Historically, the purpose of medicine has been to restore human bodies to the type of flourishing proper to human nature. But thanks to the influence of thinkers like Darwin, Hume, Nietzsche, and Sartre, educated people no longer believe in something called “human nature.” If we are the mere products of blind evolution, then what humanity is cannot tell us anything about what we ought to be or how we ought to live.
A pregnant woman with a teleological view of human nature might infer from it a duty to protect her unborn child. That same woman, corrupted by transhumanism, would think only of her own bodily autonomy and her absolute right to withhold the shelter of her womb from a baby she deemed an unwanted intruder.
With nature out of the picture, only will remains. There is no mode of flourishing (“eudaimonia” in Greek) that is proper to man as man. We have no end (“telos”) but what we choose for ourselves.
This rejection of human nature promises liberation but leads to dystopia. As long as human nature remains a constant, there are limits on how inhuman society can become. But once governments and corporations gain access to technologies that can reshape our bodies and minds according to their priorities, we will be putty in their hands.

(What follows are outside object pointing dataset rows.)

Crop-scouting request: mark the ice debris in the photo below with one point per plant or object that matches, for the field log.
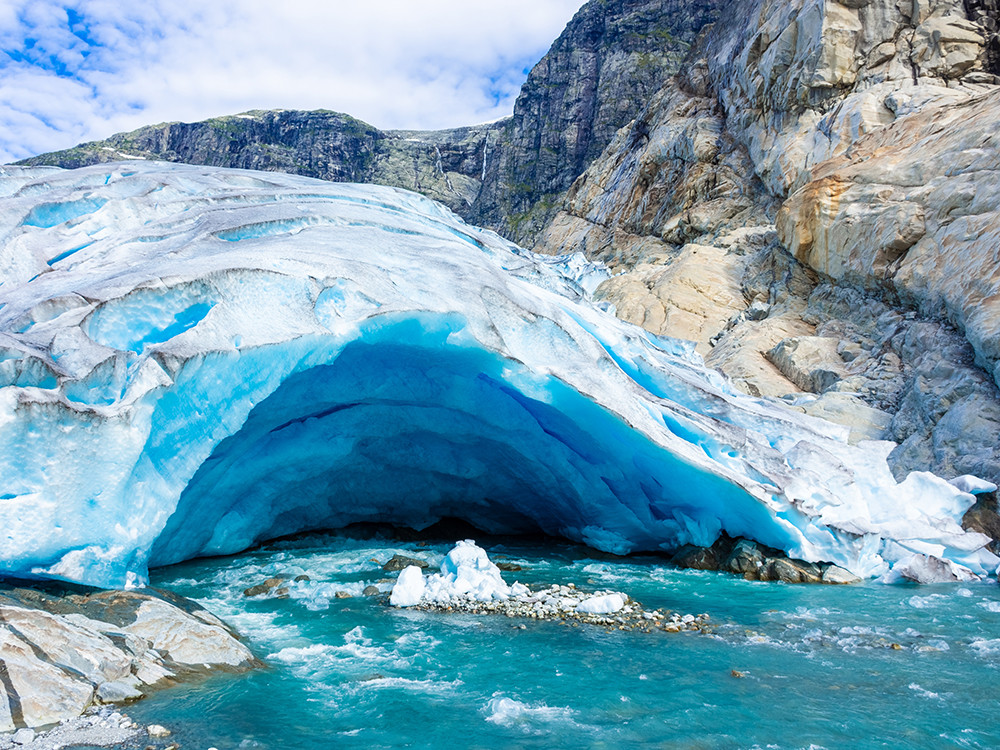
(194, 360)
(470, 582)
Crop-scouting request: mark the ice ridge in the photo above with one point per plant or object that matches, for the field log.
(193, 360)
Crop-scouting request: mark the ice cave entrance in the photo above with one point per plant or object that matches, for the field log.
(402, 428)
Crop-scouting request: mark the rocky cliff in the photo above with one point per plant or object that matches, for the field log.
(812, 199)
(612, 57)
(510, 175)
(814, 202)
(445, 165)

Ted Kaczynski put it best: “In the future social systems will not be adjusted to suit the needs of human beings. Instead, human beings would be adjusted to suit the needs of the system.”
It’s already happening. Women freeze their eggs to keep their careers on track. Rowdy middle school boys get Ritalin prescriptions. Embryo screening is here already, and genetic engineering is just over the horizon.
Nobody (at least for now) will force you to accept these technological tweaks to your humanity or impose them on your offspring, but the state, market, and culture will certainly “nudge” you to do so — and punish you if you refuse.
Those who comply (or whose parents comply before they’re even born) will suffer an even darker fate: they will know that they have ceased to be people and have become products.
This is the choice ahead of us: either we recover the idea of human nature and deploy technology only in ways that promote the flourishing proper to it, or we succumb to the transhumanist temptation and usher in the abolition of man.